However, per Al-Araby Al-Jadeed - a Qatari-owned paper based in the UK - most of the supplies which came across Gaza's southern border from Egypt yesterday were stolen by unknown groups.
Out of the 130 trucks that crossed over, the report suggests that 73 were targeted before they could reach distribution sites.
Their contents were then reportedly sold on the black market for profit.
A further 20 trucks were reportedly returned to the Rafah Crossing, though the reasons for this were not clear.
Only 37 apparently reached the warehouse operated by the Palestinian Red Crescent Society and the Egyptian Committee aid group unscathed.
Israel has long maintained that UN distribution routes are vulnerable to looting, giving its backing instead to the Gaza Humanitarian Foundation – a private US firm contracted to provide aid from four sites in the southern part of the Strip.
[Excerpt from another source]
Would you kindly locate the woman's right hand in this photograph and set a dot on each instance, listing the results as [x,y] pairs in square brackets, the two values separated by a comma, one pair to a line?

The IDF has also previously offered to provide security for UN aid convoys, which the global body has rejected, claiming it would be improper to accept protection from either of the belligerents in the Gaza War.
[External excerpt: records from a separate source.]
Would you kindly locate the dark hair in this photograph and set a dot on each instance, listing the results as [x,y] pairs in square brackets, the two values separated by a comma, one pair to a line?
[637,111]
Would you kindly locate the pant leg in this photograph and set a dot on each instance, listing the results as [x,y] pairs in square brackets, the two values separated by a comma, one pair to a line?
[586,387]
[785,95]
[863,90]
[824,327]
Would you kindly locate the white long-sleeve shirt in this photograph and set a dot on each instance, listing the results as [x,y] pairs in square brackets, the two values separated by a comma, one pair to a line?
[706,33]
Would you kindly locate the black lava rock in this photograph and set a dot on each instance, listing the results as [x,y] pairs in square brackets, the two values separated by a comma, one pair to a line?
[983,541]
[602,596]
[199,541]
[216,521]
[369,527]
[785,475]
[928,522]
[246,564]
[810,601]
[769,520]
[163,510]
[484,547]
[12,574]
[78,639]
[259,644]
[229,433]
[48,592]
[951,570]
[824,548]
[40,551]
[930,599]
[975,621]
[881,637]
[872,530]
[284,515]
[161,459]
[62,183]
Nonetheless, the military noted that, over the past week alone, more than 250 aid trucks had been unloaded, which it said joined “hundreds of trucks waiting at the crossings to be collected by the UN and international organisations”.
“Additionally, approximately 600 trucks have been distributed by the UN and international organisations,” it said. “The IDF, through COGAT, will continue coordinating with international organisations to collect the contents of hundreds of trucks that have not yet been collected.”